Re: While I'm testing push service, i got "CertificateExpiredException"

I'm getting a different exception:

System.Net.WebException: The underlying connection was closed: Could not establish trust relationship for the SSL/TLS secure channel. ---> System.Security.Authentication.AuthenticationException: The remote certificate is invalid according to the validation procedure.

 

it seems also related to the certificate of the eval push service. i have contacted rim support hopefully they can resolve it soon.

 

Contributor
ysm821205
Posts: 12
Registered: ‎11-09-2010
My Device: Not Specified

Re: While I'm testing push service, i got "CertificateExpiredException"

[ Edited ]

After I changed the local time on my computer manually, I got "OK" response for push request. But i still don't get the message on the device. I don't which one was wrong: server-side or client-side. I used HTTPPushDemo source from the push service manual for client-side.

New Contributor
chrisjBitheads
Posts: 7
Registered: ‎11-22-2010
My Device: Not Specified

Re: While I'm testing push service, i got "CertificateExpiredException"

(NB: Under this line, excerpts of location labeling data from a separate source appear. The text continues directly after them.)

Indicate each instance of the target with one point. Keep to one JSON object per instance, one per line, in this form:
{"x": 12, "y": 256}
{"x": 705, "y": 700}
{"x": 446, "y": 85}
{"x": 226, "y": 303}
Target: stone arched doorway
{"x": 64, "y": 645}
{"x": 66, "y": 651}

Going to the server with a regular browser, the certificate on the push eval server has expired...(As of Nov. 20th)...

 

Issued on: 10/6/2009

Expiresd on: 11/20/2010

 

expiredCert.PNG

 

Chris

New Contributor
gautamz
Posts: 9
Registered: ‎11-22-2010
My Device: Not Specified

Re: While I'm testing push service, i got "CertificateExpiredException"

Were you able to get notifications before this?  We're seeing the same issues - but while the push from the server was working before the eval cert expired - the device would never get any messages.

Retired
psapra
Posts: 74
Registered: ‎07-22-2008
My Device: BlackBerry Z10

Re: While I'm testing push service, i got "CertificateExpiredException"

This problem has now been resolved on our side.  

 

Thanks,

Pratik Sapra

BlackBerry Development Advisor

Thanks,
Pratik Sapra
Gaming & Apps Consultant
Developer Relations
@pratiksapra
New Contributor
gautamz
Posts: 9
Registered: ‎11-22-2010
My Device: Not Specified

Re: While I'm testing push service, i got "CertificateExpiredException"

add the cert to they keystore to resolve this.

Contributor
ysm821205
Posts: 12
Registered: ‎11-09-2010
My Device: Not Specified

Re: While I'm testing push service, i got "CertificateExpiredException"

[ Edited ]

 Although I add cer to keystore using the following command and import certificate in IE, I'm still getting the Certificate Error, it says it is untrusted certificate.

 

keytool -import -trustcacerts -alias BB -file Desktop/BB.cer -keystore keystore.jks

 

How did you figure out this?

Please direct me in the right way.

Thanks

 

 

certificate.jpg

 

Contributor
ysm821205
Posts: 12
Registered: ‎11-09-2010
My Device: Not Specified

Re: While I'm testing push service, i got "CertificateExpiredException"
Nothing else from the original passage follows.